A targeted drug delivery method is a drug delivery method that allows a drug to be accumulated selectively and quantitatively in a target organ or tissue regardless of administration methods and sites. This delivery method can maximize the therapeutic effect of a drug by increasing the concentration of the drug in the target site, while it can minimize side effects by reducing the concentration of the drug in non-target tissues and organs. In addition, it can significantly reduce not only the amount of therapeutic drug required to achieve a therapeutic effect, but also the cost required for treatment.
There are two strategies for the targeted drug delivery. One of them is to concentrate drug carrier into specific site by controlling it physically. There have been developed magnetic nanoparticles, in which a magnetic substance, such as magnetite, and a drug are encapsulated with a polymer. When such magnetic nanoparticles are injected into a patient, and then an external magnetic field is artificially applied to the target site, the nanoparticles are localized to the target site, so that the drug loaded in the nanoparticles is released, thus exhibiting therapeutic effects. However, in this method, it is required to know the accurate location of disease in advances and the instrument to generate high magnetic field locally is also needed.
The other is to make drug carrier delivered to target site by conjugating a ligand such as antibody, glycoprotein, etc., which can bind to a substance, which is called as a receptor such as antigen, receptor protein, etc., on the surface of a cell to which the drug is to be delivered, to drug carrier. Due to using specific interaction between an antibody and antigen, this method has a merit to deliver drug carrier to unknown site to which the drug is to be delivered accurately. However, in order to use antibody targeting method, drug carrier is able to contain target drug, to be conjugated to target antibody easily and has a good bio-distribution. As one method for this method, there has been developed a targeted drug delivery system, in which a drug is loaded in a virus, such as an adenovirus or a retrovirus. However, the method for delivering drugs using viruses has problems in that the kind of drug is limited to protein or nucleic acid, and particularly in that viruses cause host immune reactions, which increase side effects instead of therapeutic effects.

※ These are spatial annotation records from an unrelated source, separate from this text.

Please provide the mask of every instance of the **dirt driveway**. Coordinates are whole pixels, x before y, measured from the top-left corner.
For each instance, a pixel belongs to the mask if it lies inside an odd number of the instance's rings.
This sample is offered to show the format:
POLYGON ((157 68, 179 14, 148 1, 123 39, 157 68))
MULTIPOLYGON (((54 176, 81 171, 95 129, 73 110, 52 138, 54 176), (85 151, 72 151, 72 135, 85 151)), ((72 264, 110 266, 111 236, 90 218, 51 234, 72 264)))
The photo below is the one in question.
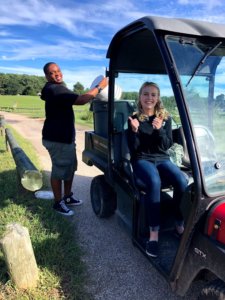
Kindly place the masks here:
MULTIPOLYGON (((47 151, 41 144, 42 120, 28 119, 21 115, 0 112, 6 122, 23 137, 30 140, 46 172, 50 170, 47 151)), ((119 226, 116 216, 98 219, 92 212, 89 188, 93 176, 100 174, 95 167, 82 162, 84 130, 77 129, 77 154, 79 160, 73 192, 83 199, 75 210, 76 229, 88 266, 87 289, 93 300, 177 300, 197 299, 197 285, 184 297, 173 295, 164 278, 133 246, 130 237, 119 226)))

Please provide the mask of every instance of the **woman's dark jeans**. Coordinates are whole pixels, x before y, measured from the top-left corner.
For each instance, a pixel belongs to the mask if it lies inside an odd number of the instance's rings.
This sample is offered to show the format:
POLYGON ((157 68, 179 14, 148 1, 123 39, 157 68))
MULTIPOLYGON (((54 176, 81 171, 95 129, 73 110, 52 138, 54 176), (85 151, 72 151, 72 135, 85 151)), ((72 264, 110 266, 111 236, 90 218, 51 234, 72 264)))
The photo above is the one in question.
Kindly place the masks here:
POLYGON ((170 160, 150 162, 137 160, 133 162, 134 174, 146 186, 145 205, 148 224, 151 230, 159 230, 160 224, 160 191, 163 185, 173 186, 174 217, 178 225, 183 224, 180 211, 182 195, 187 187, 187 178, 183 172, 170 160))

And there has been developed a targeted drug delivery system, in which a drug is loaded in biocompatible polymer, and an antibody to a substance present on the surface of a cell to which the drug is to be delivered, is bound to the surface of polymer. Because polymer, which is compatible to body and has low immunity, is used, this drug carrier has a better bio-distribution than virus carrier. However this method to use polymer have a problem not to control the drug release pattern optionally, because the drug release pattern is dependent on polymer degradation.
Recently, since it became known that optical transmission through tissue is optimized in the near-infrared region (NIR) (i.e., 800-1200 nm), near-infrared resonant nanoshells, such as gold-coated nanoshells (Au2S) (Averitt, R. D. et al. Phys. Rev. Lett. 1997, vol. 78, p. 4217), silica-gold nanoshell particles (Loo, C. et al. Tech. in Cancer Res. & Treatment, 2004, vol. 3, p. 33) and hollow gold nanoshells (Chen, J. et al. Nano Lett. 2005, vol. 5, p. 473), have been widely studied in the biomedical field.
Generally, the surface plasmon-resonance frequency of solid metal nanoparticles is located in the visible range. However, metallic nanoshells show the flexibility of regulating the resonance frequency from the visible range to the NIR range, as the thickness thereof is varied. Since such metallic nanoshells strongly absorb NIR light and convert the optical energy of the absorbed light to heat, they can be used in thermal therapy and photothermally modulated drug delivery.
L. R. Hirsh et al. demonstrated that silica-gold nanoshells can be used to deliver therapeutically effective heat in an amount capable of killing only target cells, without causing damage to normal cells through excessive local heating (Hirsh, L. R. et al. Proc. Natl. Acad. Sci. USA 2003, vol. 100, p. 13549). Also, S. R. Sershen et al. demonstrated that a poly-NIPAAm-co-AAm/AU—Au2S nanoshell composite performs reversible phase transition in response to NIR radiation and promotes drug release from the composite hydrogel immediately after NIR radiation (Sershen, S. R. et al. J. Biomed. Mater. Res. 2000, vol. 51, p. 293).
However, because the NIPAAm-co-AAm hydrogel contains acrylamide (AAm), known to be a toxic substance, it has a problem of low biocompatibility. In particular, acrylamide is known to have adverse affects on male reproductive organs and renal or nervous cells, and is designated a presumed carcinogenic substance in the Industrial Safety and Health Act.